Oxalic acid \(\left(\mathrm{H}_{2} \mathrm{C}_{2} \mathrm{O}_{4}\right)\) is present in many plants and vegetables. If \(24.0 \mathrm{~mL}\) of \(0.0100 \mathrm{M} \mathrm{KMnO}_{4}\) solution is needed to titrate \(1.00 \mathrm{~g}\) of a sample of \(\mathrm{H}_{2} \mathrm{C}_{2} \mathrm{O}_{4}\) to the equivalence point, what is the percent by mass of \(\mathrm{H}_{2} \mathrm{C}_{2} \mathrm{O}_{4}\) in the sample? The net ionic equation is \(2 \mathrm{MnO}_{4}^{-}+16 \mathrm{H}^{+}+5 \mathrm{C}_{2} \mathrm{O}_{4}^{2-} \longrightarrow\) \(2 \mathrm{Mn}^{2+}+10 \mathrm{CO}_{2}+8 \mathrm{H}_{2} \mathrm{O}\)

Understanding molarity and its relationship with moles is a fundamental aspect of chemistry, especially in titration calculations. Molarity, denoted by M, is the measure of concentration of a solution in terms of the number of moles of solute per liter of solution.

To calculate the number of moles from a given molarity and volume, you can use the formula:
\( \text{moles of solute} = \text{Molarity (M)} \times \text{Volume (L)} \).
In the context of a titration, knowing the molarity of the titrant (a standard solution of known concentration) allows you to determine the moles of solute present in the sample being analyzed by using the above expression.

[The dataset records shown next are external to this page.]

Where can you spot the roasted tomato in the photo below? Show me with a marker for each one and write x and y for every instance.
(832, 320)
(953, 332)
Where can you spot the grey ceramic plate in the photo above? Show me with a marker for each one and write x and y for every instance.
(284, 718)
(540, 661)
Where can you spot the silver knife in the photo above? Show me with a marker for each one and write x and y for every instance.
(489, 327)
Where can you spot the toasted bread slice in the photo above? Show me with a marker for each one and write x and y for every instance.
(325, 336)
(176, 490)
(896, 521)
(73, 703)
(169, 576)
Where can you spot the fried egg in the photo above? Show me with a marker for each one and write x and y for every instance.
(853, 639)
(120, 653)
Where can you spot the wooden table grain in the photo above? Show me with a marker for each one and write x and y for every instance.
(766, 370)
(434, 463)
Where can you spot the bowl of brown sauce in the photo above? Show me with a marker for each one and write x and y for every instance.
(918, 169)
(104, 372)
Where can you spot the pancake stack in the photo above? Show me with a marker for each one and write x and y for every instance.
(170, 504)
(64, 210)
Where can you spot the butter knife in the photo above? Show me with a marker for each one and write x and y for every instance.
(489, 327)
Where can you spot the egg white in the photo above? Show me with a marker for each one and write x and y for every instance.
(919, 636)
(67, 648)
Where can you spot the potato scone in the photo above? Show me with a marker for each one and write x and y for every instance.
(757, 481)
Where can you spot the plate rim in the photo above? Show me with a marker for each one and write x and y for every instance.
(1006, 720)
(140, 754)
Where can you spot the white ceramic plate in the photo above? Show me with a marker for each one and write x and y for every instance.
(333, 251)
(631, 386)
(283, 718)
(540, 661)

For instance, if a titration problem provides you with the volume of the titrant used to reach the endpoint and its molarity, you can easily calculate the number of moles of titrant that reacted. This step is crucial because it sets the groundwork for subsequent calculations and conceptual understanding of the stoichiometric relationships in the chemical reaction involved in the titration.

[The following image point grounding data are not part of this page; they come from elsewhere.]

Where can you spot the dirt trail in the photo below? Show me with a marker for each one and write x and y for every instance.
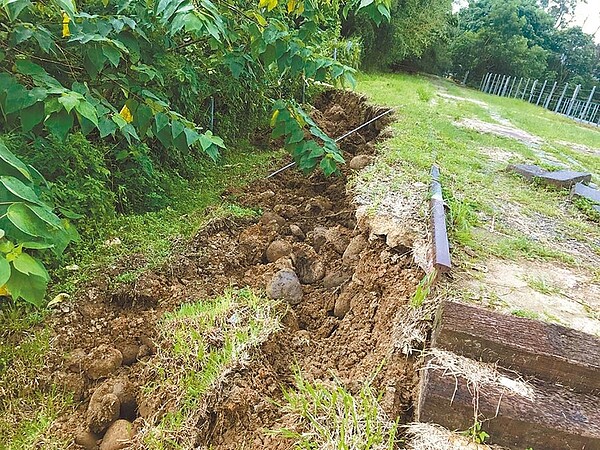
(354, 286)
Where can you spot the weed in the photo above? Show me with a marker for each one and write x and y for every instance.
(476, 434)
(541, 285)
(423, 289)
(329, 416)
(199, 344)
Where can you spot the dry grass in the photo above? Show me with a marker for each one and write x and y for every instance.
(198, 347)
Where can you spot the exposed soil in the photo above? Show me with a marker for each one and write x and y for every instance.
(354, 286)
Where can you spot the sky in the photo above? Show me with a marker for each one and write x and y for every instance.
(588, 16)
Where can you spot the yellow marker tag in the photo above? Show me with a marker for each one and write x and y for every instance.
(274, 118)
(66, 20)
(125, 113)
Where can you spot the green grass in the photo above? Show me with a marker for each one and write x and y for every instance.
(477, 188)
(154, 236)
(330, 417)
(27, 409)
(199, 344)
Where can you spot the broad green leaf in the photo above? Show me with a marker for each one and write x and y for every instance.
(20, 189)
(88, 111)
(67, 6)
(4, 270)
(31, 116)
(59, 124)
(106, 127)
(28, 265)
(30, 288)
(70, 100)
(14, 163)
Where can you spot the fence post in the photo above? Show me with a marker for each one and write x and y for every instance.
(506, 86)
(562, 96)
(587, 105)
(512, 87)
(575, 94)
(525, 90)
(518, 87)
(532, 90)
(541, 93)
(483, 80)
(549, 99)
(499, 84)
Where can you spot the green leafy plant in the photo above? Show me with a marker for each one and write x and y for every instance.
(27, 225)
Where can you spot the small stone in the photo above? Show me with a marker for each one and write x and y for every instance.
(335, 279)
(338, 237)
(342, 306)
(360, 162)
(318, 237)
(278, 249)
(285, 285)
(352, 253)
(297, 231)
(129, 352)
(87, 439)
(103, 361)
(118, 436)
(308, 265)
(270, 218)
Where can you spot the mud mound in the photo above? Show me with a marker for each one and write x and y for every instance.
(340, 322)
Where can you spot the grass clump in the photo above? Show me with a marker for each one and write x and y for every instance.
(28, 405)
(329, 417)
(199, 345)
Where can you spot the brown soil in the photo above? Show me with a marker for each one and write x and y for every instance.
(354, 286)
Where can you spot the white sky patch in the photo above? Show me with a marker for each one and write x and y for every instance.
(587, 16)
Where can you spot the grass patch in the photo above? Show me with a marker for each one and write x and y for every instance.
(330, 417)
(27, 409)
(154, 236)
(477, 188)
(542, 285)
(525, 314)
(199, 344)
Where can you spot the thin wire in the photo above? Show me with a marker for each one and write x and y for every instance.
(344, 136)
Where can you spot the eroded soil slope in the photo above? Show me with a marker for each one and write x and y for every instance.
(354, 286)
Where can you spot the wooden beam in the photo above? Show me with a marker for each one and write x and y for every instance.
(553, 418)
(546, 351)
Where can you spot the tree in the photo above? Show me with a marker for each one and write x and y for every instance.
(414, 26)
(502, 36)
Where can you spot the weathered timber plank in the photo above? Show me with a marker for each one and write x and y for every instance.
(546, 351)
(553, 419)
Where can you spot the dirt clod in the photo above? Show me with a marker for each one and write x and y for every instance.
(103, 410)
(297, 231)
(87, 439)
(338, 237)
(285, 285)
(278, 249)
(360, 162)
(102, 362)
(308, 264)
(354, 249)
(118, 436)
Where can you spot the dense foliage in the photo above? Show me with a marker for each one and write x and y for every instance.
(100, 94)
(521, 38)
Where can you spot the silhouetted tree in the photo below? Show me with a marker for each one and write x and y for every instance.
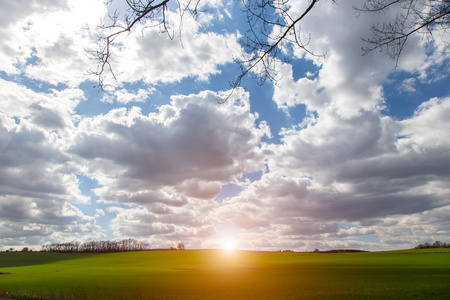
(430, 18)
(273, 27)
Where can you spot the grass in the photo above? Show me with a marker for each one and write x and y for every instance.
(217, 274)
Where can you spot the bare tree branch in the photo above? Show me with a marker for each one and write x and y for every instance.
(414, 15)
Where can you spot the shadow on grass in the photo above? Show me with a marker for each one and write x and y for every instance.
(20, 259)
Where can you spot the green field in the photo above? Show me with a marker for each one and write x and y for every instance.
(219, 274)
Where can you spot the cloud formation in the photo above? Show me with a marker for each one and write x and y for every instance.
(350, 174)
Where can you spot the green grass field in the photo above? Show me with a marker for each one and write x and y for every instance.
(219, 274)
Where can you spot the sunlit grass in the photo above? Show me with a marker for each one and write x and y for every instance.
(223, 274)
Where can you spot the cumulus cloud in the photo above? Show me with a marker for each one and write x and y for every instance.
(346, 162)
(171, 162)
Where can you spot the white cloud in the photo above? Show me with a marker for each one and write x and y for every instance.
(171, 162)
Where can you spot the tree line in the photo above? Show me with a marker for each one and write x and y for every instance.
(103, 246)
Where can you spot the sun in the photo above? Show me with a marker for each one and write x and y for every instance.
(228, 244)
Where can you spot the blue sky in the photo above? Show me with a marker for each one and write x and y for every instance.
(343, 151)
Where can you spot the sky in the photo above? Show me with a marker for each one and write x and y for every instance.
(342, 151)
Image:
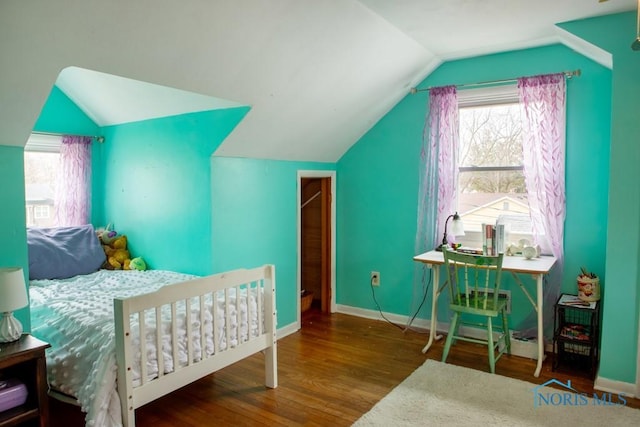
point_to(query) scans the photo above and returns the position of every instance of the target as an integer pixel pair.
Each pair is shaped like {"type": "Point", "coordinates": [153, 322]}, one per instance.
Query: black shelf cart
{"type": "Point", "coordinates": [576, 335]}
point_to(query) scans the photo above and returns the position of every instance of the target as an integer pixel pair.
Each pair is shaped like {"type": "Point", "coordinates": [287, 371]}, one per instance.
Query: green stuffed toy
{"type": "Point", "coordinates": [137, 263]}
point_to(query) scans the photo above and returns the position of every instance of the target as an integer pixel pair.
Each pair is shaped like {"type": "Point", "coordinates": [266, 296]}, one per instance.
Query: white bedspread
{"type": "Point", "coordinates": [76, 317]}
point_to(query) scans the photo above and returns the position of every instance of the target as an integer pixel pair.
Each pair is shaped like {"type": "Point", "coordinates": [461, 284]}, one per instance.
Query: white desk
{"type": "Point", "coordinates": [517, 265]}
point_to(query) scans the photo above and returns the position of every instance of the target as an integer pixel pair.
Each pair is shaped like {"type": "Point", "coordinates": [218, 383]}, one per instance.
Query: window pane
{"type": "Point", "coordinates": [490, 139]}
{"type": "Point", "coordinates": [40, 172]}
{"type": "Point", "coordinates": [491, 136]}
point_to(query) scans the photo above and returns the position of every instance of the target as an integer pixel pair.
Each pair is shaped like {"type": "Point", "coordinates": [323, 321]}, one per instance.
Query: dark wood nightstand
{"type": "Point", "coordinates": [24, 360]}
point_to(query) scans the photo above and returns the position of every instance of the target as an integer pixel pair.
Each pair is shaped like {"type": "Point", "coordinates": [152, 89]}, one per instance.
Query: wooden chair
{"type": "Point", "coordinates": [474, 281]}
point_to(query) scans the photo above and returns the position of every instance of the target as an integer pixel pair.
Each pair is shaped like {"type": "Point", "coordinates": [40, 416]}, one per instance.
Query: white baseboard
{"type": "Point", "coordinates": [614, 386]}
{"type": "Point", "coordinates": [287, 330]}
{"type": "Point", "coordinates": [528, 349]}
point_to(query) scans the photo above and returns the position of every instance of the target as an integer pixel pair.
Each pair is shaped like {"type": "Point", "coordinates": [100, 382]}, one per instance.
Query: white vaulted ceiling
{"type": "Point", "coordinates": [317, 74]}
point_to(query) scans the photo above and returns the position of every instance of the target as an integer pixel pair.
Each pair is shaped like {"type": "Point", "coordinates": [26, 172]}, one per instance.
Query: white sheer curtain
{"type": "Point", "coordinates": [437, 190]}
{"type": "Point", "coordinates": [73, 194]}
{"type": "Point", "coordinates": [543, 100]}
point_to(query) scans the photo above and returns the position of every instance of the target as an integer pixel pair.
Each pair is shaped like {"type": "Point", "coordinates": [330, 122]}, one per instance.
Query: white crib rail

A net ionic equation represents a chemical reaction that eliminates the spectator ions from the complete ionic equation to focus on the actual chemical change occurring in reaction. Spectator ions are ions that do not take part in the chemical reaction and remain unchanged.

The net ionic equation is essential for understanding the chemistry behind titrations as it reveals the stoichiometry of the reaction - the ratios in which different molecules react. It breaks down the reaction into the most simplified terms, showing only those components that directly participate in the chemical process.

When looking at a net ionic equation, it's important to balance the equation by ensuring the same number of each type of atom on both sides. Moreover, the charge should also be balanced. Being able to interpret and write net ionic equations allows students to comprehend and calculate the moles of substances in a titration accurately, which is a vital step in finding the concentration of an unknown solution. For example, in the exercise provided, the net ionic equation shows the substance being titrated, oxalic acid, and its mole ratio to the titrant, which is fundamental in determining the amount of substance present in the sample.

Percent by mass (or weight percent) is a way of expressing the concentration of a component in a mixture or a solution. It is the mass of the solute divided by the total mass of the solution, multiplied by 100%.

The formula is as follows:
\( \text{Percent by mass} = \frac{\text{Mass of solute}}{\text{Mass of solution}} \times 100\% \).
In a titration problem, for instance, once the mass of the solute is determined from the moles of solute and its molecular weight, the percent by mass can be calculated if the mass of the entire sample is known.

This concept is particularly crucial in industries such as pharmaceuticals and food processing, where the composition of the substances needs to be precise. When solving chemistry problems, the percent by mass calculation offers a direct understanding of the purity or the concentration of a particular component in the sample. The final value is an easy-to-understand representation of the solution's composition, and it's used to check the consistency and quality of solutions.